-->
These old forums are deprecated now and set to read-only. We are waiting for you on our new forums!
More modern, Discourse-based and with GitHub/Google/Twitter authentication built-in.

All times are UTC - 5 hours [ DST ]



Forum locked This topic is locked, you cannot edit posts or make further replies.  [ 10 posts ] 
Author Message
 Post subject: Optimizing the persistence of collections
PostPosted: Sat Apr 10, 2004 12:23 pm 
Newbie

Joined: Thu Apr 08, 2004 10:24 am
Posts: 19
Location: Raleigh, NC
Greetings!

i posted this previously in the newbie forum but thought it would be more appropriate here.
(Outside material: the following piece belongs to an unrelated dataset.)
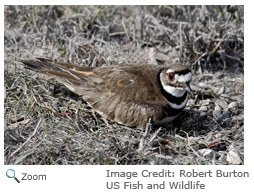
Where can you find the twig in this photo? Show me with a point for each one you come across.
(28, 138)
i am using Hibernate 2.1.2 and Oracle9i.

i have a program that creates and inserts a large collection of objects during a single transaction. Each persisted object includes a bi-directional relationship with another object that is also persisted. This relationship breaks hibernate's ability to perform batched insertions. For example:


Classes:
Code:
public class Foo extends Persistent
{
   private Bar bar;

   public Bar getBar() { return bar; }
   public void setBar(Bar bar) { this.bar = bar; }
}

public class Bar extends Persistent
{
   private Foo foo;

   public Foo getFoo() { return foo; }
   public void setFoo(Foo foo) { this.foo = foo; }
}

Hibernate Config:
Code:
<hibernate-mapping>
   <class name="Foo" table="Foo">
      <id name="id" column="id">
         <generator class="myUUIDGenerator"/>
      </id>
      ...
      <many-to-one
         name="bar"class="Bar"
         cascade="all"
         column="bar"
      />   
   </class>

   <class name="Bar" table="Bar">
      <id name="id" column="id">
         <generator class="myUUIDGenerator"/>
      </id>
      ...
      <many-to-one
         name="foo"class="Foo"
         cascade="all"
         column="foo"
      />   
   </class>
</hibernate-mapping>

Client (pseudocode):
Code:
public class Client
{
   public static void main(String[] args)
   {
      Collection objects = new ArrayList();
      for (int i = 0; i < 5000; i++)
      {
         Foo foo = new Foo();
         Bar bar = new Bar();
         foo.setBar(bar);
         bar.setFoo(foo);
         objects.add(foo);
      }
     
      myService.create(objects);
   }
}


Service (pseudocode):
Code:
public class MyService()
{
   public void create(Collection objects)
   {
      // start hibernate transaction
      for (Iterator iter = objects.iterator(); iter.hasNext(); )
      {
         hibernateSession.saveOrUpdate(iter.next());
      }
      // commit hibernate transaction
   }
}


When i execute this code Hibernate (bless it) ignores my batch size. This is because the save/update cascade setting causes two different INSERT commands to be issued for each iteration in the loop (INSERT INTO FOO and INSERT INTO BAR):

Hibernate: BatcherImpl::prepareBatchStatement()
Code:
   public PreparedStatement prepareBatchStatement(String sql) throws SQLException, HibernateException {
   if ( !sql.equals(batchUpdateSQL) ) {
      batchUpdate=prepareStatement(sql); // calls executeBatch()
      batchUpdateSQL=sql;
   }
   return batchUpdate;
}



the (perceived?) inability to use batching leads to an order of magnitude degredation in performance when a network is involved.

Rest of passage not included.